Considering the toxicity in humans, there is no data available yet regarding the median lethal
dose for a human. The United States Environmental Protection Agency (EPA), did publish a
report on the safety concerns of Cadusafos used as a pesticide on bananas and concluded that
“Potential acute and chronic dietary exposures from eating bananas treated with Cadusafos are
below the level of concern for the entire U.S. population, including infants and children.”

==Effects on animals==
Cadusafos has been proved to be toxic to fish, aquatic invertebrates, bees, earthworms and other
arthropods. Further research was conducted on terrestrial vertebrates, and it is expected to have
toxic effects on mammals. Besides its direct toxicity to multiple species, Cadusafos also
has a potential to bioaccumulate so secondary poisoning for earthworm eating mammals and
birds should also be taken into consideration. The estimated risk to bees and aquatic
organisms is low due to the application of Cadusafos, even though the toxicity to bees is high.

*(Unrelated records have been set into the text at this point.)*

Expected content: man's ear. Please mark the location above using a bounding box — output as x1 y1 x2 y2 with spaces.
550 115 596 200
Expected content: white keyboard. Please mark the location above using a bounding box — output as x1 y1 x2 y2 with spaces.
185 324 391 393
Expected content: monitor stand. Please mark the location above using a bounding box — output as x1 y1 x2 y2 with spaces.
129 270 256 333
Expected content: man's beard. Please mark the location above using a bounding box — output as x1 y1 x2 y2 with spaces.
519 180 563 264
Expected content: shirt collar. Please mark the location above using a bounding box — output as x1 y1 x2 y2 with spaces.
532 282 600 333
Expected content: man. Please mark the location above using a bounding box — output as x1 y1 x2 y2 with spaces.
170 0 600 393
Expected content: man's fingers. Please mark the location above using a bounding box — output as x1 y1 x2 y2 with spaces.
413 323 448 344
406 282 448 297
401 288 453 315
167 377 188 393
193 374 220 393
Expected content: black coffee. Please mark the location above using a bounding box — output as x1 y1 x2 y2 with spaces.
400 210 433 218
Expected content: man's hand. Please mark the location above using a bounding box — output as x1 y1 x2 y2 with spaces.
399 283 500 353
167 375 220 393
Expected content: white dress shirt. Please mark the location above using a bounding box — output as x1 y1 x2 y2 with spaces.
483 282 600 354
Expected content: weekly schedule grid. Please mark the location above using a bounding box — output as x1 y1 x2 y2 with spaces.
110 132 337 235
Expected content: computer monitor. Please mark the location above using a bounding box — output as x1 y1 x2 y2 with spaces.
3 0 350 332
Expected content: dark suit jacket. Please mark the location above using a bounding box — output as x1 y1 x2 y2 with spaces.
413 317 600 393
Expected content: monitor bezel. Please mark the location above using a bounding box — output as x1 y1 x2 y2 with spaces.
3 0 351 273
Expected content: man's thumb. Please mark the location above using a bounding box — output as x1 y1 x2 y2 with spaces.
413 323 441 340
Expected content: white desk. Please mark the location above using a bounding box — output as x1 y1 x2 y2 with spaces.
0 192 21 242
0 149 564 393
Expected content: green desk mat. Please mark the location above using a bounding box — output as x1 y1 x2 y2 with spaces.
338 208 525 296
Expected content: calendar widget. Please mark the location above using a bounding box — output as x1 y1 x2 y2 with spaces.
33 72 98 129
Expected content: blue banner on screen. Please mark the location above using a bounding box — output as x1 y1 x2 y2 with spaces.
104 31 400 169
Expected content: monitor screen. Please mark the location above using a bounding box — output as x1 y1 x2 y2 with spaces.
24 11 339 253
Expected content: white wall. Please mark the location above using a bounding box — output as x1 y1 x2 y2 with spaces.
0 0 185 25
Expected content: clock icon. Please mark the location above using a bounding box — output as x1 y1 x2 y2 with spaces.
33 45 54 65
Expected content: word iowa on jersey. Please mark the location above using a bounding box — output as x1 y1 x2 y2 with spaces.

The compound is also estimated to be highly toxic to earthworms and birds. A multigeneration
study in rats has established a No Adverse Effect Level (NOAEL) of 0.03 mg/kg bw per day
for the inhibition of cholinesterase activity in plasma and erythrocytes. There has been no
adequate evidence that Cadusafos could prove a genotoxic compound. Due to this and
additional research on mice and rats which proved Cadusafos as non-carcinogenic, it can be
concluded that Cadusafos is non-carcinogenic for humans.

==Efficacy==
Cadusafos proved to be very effective against parasitic nematode populations such as Rotylenchulus reniformis and Meloidogyne incognita. It showed to be more effective against endoparasitic nematodes
than ectoparasitic nematodes and when compared to other nematicides like triazophos,
methyl bromide, aldicarb, carbofuran and phorate, Cadusafos proved to be the most efficient.
The effectiveness of Cadusafos improves when increasing the dosage or the exposure time.
 Efficacy after application for several successive cropping seasons seemed to remain
the same for up to four seasons. However, when it is used for more than 4 consecutive seasons, this can cause a linear decrease in the efficacy.